What is the difference between BRD, FRD, and SRS
Published (updated: ) in Business Analysis.
Working as a Business Analyst, you’ll have to work with several documents for Software Development. BAs usually use two documents: a Business Requirement Document (BRD) and Functional Specification Document (FRD). However, other documents exist and they work together to create a comprehensive view of the project. One of the most important ones is Software Requirement Specification (SRS).
BRD is one of the first steps in a software development process and it’s usually created before any technical work begins. It contains the high-level business requirements available for understanding business stakeholders. Sometimes this document is referred to as Business Requirements Specification.
BRD explains what functionality should have and answers the “Why” part of the system requirements. It lists the business stakeholders’ requirements and expectations for the system and several key parts of the project: project scope, objectives, stakeholders, measurables, and constraints. BRD is prepared by business analysts as a result of their requirements elicitation process. BRD’s objective is to define success criteria, minimize scope creep, and establish consensus with the stakeholders.
BRD does not have sufficient information for the development team. Therefore, a separate Functional Specification Document is developed. It includes detailed requirements in technical terms that are used by the technical teams for further development of the system. The testing team uses FSD to build test scenarios. FSD is a technical document prepared by the business or systems analyst.
BRD follows a free-form format with a mix of text and visuals.
FRD describes How the system is going to function. It’s a technical response to the needs set out by the FRD and business objectives created during the planning phase of the project. This document focuses on “How” the system will function.
FRD is also known as Functional Specification Requirement (FSR), Functional Specification, and Product Specification.
FRD often employs diagrams in notations like Unified Modeling Language (UML), DFD, functional, or precedents. It includes several important parts: the context of a project (current state of the system), functional requirements, user interface, models (diagrams, flowcharts, prototypes, and mockups), and glossary. Its objective is to define the function of a system, identify dependencies, estimate risk and costs, improve internal project communications and provide a holistic view of every requirement.
After all, the main difference between BRD vs FRD is that BRDs focus on what the product should do while FRDs focus on how the product should do it.
Often, BRD is a part of a formal contract between the client and supplier that captures all the work in a project. Then, FRD is an internal document defining the solution required to meet the business needs identified in the BRD.

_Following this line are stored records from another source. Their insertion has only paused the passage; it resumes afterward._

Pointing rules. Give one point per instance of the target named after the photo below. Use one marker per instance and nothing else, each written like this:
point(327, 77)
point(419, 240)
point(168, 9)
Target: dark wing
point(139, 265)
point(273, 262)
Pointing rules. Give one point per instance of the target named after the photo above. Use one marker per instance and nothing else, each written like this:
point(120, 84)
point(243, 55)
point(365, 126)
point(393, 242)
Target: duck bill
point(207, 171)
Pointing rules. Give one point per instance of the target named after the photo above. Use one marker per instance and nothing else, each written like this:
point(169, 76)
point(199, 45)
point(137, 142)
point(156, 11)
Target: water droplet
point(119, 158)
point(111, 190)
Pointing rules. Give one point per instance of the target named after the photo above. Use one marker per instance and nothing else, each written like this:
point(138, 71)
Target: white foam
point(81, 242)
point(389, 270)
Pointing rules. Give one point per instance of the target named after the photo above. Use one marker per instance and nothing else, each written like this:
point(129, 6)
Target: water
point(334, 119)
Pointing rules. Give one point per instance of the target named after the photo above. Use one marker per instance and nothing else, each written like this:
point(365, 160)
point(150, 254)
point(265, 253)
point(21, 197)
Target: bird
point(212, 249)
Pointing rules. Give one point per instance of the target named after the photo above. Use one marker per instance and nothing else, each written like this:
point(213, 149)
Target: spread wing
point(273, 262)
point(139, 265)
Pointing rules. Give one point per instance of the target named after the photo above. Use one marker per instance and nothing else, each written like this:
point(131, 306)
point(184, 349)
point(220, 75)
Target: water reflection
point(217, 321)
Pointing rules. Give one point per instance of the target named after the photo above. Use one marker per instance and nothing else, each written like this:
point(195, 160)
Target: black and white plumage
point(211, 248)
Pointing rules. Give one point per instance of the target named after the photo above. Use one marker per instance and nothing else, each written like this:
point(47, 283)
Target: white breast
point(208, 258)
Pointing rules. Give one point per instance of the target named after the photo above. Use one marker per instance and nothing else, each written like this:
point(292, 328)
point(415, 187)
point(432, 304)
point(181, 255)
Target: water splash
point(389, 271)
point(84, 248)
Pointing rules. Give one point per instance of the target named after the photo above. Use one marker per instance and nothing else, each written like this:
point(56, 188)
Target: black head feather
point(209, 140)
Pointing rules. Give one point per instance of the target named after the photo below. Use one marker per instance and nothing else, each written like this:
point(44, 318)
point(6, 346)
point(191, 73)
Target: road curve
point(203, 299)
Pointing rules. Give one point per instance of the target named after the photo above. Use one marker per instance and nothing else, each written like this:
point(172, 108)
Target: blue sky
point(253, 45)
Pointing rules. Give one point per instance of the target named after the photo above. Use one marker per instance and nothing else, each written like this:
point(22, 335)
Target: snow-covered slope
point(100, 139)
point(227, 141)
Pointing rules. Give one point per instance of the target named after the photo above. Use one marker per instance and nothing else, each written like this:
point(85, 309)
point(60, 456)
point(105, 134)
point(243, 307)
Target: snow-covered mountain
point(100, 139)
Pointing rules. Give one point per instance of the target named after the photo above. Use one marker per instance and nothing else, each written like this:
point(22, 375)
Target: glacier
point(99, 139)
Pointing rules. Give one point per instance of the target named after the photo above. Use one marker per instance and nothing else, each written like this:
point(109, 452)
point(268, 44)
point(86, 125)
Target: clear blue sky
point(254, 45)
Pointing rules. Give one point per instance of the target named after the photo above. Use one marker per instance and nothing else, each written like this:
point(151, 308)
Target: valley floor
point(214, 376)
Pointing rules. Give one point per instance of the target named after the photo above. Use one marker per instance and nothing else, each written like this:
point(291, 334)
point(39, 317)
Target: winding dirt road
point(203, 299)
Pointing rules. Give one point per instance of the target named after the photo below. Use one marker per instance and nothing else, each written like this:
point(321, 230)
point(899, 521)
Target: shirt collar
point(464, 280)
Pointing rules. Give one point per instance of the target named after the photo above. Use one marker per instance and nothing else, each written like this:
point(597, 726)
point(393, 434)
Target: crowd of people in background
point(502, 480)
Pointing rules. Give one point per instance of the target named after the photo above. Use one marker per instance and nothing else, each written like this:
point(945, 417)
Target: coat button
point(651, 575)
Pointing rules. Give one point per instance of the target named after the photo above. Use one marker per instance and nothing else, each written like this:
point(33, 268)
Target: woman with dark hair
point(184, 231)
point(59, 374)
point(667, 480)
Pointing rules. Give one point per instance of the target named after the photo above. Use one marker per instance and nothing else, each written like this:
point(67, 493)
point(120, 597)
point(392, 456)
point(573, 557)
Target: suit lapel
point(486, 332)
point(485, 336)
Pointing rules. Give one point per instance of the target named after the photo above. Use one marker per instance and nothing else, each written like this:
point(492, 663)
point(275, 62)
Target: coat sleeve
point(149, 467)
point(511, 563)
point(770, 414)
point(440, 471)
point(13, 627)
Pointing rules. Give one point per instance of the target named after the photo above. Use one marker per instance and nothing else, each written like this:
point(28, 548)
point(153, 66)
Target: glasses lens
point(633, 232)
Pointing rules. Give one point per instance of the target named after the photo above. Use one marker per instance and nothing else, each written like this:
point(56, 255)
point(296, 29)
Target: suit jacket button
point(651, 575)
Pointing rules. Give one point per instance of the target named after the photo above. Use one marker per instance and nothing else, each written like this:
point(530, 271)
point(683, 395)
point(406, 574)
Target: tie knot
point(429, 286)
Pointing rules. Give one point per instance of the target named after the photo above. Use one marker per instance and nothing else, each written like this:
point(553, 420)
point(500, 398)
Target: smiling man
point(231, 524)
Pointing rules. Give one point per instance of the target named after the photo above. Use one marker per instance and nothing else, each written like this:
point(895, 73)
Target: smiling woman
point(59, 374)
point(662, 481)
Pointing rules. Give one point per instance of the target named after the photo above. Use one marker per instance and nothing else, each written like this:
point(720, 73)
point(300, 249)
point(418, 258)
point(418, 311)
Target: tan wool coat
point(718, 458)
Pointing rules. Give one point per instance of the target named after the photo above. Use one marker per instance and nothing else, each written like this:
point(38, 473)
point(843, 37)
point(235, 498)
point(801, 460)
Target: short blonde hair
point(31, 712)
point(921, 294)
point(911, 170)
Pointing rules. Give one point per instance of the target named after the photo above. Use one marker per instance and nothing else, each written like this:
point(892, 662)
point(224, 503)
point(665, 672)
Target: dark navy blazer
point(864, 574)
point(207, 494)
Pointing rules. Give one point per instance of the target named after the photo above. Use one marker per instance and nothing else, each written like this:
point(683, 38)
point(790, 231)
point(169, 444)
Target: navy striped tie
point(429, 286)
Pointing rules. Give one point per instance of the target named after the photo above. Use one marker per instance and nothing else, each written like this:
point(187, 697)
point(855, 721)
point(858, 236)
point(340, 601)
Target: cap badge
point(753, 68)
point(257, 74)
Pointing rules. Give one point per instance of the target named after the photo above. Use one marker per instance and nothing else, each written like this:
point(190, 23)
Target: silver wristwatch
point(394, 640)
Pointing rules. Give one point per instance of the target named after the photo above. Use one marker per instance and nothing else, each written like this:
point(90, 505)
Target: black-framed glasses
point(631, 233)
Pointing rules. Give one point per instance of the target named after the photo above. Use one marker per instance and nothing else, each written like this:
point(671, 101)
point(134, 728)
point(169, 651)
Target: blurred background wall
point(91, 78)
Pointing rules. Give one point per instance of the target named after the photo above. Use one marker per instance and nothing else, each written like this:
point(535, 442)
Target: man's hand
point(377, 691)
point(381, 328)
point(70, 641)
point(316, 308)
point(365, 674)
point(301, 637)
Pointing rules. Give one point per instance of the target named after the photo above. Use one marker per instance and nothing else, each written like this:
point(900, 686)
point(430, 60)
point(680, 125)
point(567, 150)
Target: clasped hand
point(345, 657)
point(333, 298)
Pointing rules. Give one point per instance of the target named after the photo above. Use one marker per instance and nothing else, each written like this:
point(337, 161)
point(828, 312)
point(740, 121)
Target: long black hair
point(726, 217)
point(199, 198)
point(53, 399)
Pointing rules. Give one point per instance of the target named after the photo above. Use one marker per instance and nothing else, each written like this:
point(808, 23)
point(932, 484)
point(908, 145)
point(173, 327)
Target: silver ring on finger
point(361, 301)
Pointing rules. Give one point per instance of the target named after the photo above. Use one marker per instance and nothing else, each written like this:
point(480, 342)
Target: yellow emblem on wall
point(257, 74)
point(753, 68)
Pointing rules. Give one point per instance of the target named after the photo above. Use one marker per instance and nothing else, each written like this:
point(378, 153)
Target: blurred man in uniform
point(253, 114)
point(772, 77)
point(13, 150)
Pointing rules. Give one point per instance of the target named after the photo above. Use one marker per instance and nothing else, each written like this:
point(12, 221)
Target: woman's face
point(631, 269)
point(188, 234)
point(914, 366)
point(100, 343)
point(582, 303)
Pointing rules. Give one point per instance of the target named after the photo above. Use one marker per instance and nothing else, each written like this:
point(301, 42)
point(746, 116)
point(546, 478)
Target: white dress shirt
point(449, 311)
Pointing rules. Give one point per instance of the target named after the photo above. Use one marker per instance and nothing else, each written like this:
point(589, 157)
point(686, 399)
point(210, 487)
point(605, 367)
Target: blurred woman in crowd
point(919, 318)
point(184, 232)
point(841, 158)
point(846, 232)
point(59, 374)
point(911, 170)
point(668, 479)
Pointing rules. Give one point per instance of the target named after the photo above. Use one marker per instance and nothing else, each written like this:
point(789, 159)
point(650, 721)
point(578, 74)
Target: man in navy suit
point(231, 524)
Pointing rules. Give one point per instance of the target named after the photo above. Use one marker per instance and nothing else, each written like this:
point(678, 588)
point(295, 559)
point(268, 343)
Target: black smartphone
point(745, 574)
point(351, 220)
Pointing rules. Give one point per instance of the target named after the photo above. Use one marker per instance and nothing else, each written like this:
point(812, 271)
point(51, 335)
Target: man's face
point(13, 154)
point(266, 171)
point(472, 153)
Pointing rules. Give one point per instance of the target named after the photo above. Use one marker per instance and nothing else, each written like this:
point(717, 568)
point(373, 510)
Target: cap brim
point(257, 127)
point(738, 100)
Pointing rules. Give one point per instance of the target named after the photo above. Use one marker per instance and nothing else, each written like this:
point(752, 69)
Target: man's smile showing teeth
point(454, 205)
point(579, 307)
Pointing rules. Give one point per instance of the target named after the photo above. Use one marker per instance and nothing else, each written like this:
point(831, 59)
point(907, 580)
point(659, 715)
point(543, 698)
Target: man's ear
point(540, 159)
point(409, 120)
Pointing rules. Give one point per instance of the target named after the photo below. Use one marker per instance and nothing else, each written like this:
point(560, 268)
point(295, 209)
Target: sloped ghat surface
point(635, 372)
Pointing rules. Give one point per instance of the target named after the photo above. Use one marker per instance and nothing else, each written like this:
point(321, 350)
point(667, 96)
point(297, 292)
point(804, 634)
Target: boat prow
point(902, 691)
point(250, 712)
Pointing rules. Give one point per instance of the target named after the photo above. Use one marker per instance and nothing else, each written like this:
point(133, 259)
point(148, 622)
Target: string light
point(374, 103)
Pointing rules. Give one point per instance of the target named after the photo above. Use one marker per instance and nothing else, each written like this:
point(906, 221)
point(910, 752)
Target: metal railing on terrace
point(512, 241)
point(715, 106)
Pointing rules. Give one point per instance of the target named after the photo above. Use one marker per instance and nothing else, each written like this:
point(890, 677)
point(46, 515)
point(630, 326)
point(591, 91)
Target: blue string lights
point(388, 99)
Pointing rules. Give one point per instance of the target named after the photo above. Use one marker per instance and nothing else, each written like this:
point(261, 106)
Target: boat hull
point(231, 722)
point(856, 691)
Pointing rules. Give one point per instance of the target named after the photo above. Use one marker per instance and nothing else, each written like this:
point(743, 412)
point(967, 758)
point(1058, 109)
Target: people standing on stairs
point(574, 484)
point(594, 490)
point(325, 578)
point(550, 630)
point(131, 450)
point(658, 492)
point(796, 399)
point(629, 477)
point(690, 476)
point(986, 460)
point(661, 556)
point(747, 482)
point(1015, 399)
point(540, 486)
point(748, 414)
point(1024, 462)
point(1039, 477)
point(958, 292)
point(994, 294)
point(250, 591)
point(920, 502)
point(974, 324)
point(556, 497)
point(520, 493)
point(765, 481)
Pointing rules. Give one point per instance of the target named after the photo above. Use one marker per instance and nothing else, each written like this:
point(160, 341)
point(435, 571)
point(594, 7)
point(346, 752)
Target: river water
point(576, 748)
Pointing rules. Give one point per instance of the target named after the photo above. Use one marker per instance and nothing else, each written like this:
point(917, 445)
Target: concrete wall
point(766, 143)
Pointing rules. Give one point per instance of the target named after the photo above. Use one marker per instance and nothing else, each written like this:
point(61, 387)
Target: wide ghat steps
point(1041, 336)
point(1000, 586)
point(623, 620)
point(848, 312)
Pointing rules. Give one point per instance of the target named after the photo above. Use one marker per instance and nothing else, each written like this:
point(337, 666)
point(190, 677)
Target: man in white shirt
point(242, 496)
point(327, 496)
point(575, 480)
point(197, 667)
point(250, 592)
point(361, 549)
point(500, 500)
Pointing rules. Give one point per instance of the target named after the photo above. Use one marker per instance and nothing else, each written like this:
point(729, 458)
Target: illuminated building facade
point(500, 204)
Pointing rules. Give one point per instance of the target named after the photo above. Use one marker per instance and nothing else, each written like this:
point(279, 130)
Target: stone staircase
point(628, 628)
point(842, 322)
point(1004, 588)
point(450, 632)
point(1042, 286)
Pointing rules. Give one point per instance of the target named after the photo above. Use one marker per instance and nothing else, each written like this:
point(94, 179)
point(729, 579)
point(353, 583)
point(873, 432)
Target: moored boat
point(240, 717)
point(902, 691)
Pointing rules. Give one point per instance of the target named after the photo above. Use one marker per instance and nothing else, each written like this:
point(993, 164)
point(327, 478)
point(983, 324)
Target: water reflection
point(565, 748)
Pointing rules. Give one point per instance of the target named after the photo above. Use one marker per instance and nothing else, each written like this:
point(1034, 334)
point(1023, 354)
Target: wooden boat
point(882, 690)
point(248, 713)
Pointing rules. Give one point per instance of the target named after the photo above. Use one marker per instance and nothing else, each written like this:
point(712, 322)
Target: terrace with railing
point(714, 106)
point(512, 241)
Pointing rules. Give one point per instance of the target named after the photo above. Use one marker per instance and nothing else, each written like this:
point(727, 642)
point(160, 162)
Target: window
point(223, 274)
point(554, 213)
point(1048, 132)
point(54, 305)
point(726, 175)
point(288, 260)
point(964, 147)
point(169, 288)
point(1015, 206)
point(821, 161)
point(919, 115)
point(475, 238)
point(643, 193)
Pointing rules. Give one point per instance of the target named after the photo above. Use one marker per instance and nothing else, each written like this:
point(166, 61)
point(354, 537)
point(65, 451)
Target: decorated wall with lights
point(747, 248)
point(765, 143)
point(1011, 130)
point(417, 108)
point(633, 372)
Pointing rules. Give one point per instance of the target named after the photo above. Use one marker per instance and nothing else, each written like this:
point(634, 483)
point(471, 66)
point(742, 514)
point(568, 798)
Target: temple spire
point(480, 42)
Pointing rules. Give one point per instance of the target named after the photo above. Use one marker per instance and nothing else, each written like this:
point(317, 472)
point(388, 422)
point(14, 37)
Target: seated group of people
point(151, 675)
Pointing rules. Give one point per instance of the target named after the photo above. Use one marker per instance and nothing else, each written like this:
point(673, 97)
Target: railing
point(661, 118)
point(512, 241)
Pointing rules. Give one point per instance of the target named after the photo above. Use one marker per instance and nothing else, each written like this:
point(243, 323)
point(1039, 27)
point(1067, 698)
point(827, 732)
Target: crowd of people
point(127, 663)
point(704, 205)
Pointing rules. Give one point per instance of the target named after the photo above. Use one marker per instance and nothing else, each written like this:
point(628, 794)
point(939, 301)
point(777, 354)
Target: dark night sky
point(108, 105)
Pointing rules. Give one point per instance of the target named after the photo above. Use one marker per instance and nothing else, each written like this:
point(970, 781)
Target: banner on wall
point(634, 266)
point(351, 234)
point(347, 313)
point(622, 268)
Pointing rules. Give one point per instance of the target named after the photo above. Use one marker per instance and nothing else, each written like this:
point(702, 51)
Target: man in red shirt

It elaborates on the requirements from BRD to include the functional and non-functional requirements. It is usually developed only for big projects, where BRD and FSD are not enough to develop the system.
SRS is developed by system analysts together with business analysts during the planning phase of the project and used by project management, development, and delivery teams.
In conclusion, BRD, FRD, and SRS are all documents important for software development projects, varying in their purpose and authors.